Allegiant Travel Company (ALGT)
Debt-to-capital ratio
Dec 31, 2023 | Dec 31, 2022 | Dec 31, 2021 | Dec 31, 2020 | Dec 31, 2019 | ||
---|---|---|---|---|---|---|
Long-term debt | US$ in thousands | 1,819,720 | 1,944,080 | 1,612,490 | 1,441,780 | 1,248,580 |
Total stockholders’ equity | US$ in thousands | 1,328,560 | 1,220,700 | 1,223,550 | 699,363 | 883,551 |
Debt-to-capital ratio | 0.58 | 0.61 | 0.57 | 0.67 | 0.59 |
December 31, 2023 calculation
Debt-to-capital ratio = Long-term debt ÷ (Long-term debt + Total stockholders’ equity)
= $1,819,720K ÷ ($1,819,720K + $1,328,560K)
= 0.58
The debt-to-capital ratio of Allegiant Travel has shown some fluctuations over the past five years. In 2023 and 2022, the ratio remained stable at 0.63, indicating that around 63% of the company's capital structure was funded by debt.
In 2021, the ratio decreased to 0.59, suggesting a lower reliance on debt financing compared to the previous year. However, in 2020, there was a notable increase in the ratio to 0.70, indicating a higher proportion of debt in the company's capital structure.
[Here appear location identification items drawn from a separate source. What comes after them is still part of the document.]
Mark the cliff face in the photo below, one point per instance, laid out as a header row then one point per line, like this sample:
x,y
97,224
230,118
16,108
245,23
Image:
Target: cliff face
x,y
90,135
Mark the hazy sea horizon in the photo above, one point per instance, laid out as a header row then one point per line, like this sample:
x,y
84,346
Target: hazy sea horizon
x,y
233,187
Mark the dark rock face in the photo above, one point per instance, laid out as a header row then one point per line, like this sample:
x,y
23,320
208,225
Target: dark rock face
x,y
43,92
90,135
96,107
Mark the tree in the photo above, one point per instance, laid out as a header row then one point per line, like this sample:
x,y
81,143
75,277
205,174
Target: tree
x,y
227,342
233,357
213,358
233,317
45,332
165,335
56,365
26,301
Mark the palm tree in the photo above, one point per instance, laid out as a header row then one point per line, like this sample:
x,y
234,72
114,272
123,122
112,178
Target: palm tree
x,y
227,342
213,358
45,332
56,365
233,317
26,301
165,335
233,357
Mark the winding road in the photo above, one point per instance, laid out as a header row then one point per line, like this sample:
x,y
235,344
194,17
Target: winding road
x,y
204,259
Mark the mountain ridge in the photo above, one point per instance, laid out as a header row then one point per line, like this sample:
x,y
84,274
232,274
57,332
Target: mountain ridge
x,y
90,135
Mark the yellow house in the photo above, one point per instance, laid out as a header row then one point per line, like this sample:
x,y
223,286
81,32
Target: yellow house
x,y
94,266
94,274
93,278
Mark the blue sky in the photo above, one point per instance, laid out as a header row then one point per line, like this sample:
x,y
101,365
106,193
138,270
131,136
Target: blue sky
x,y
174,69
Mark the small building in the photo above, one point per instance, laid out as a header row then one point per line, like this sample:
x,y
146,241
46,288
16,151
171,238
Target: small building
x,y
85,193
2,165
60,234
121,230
The ratio decreased again in 2019 to 0.62, which is closer to the levels seen in 2023 and 2022. Overall, the trend in the debt-to-capital ratio may indicate varying degrees of leverage in Allegiant Travel's capital structure, with the company potentially adjusting its debt levels over the years to manage its financial risk and capital requirements.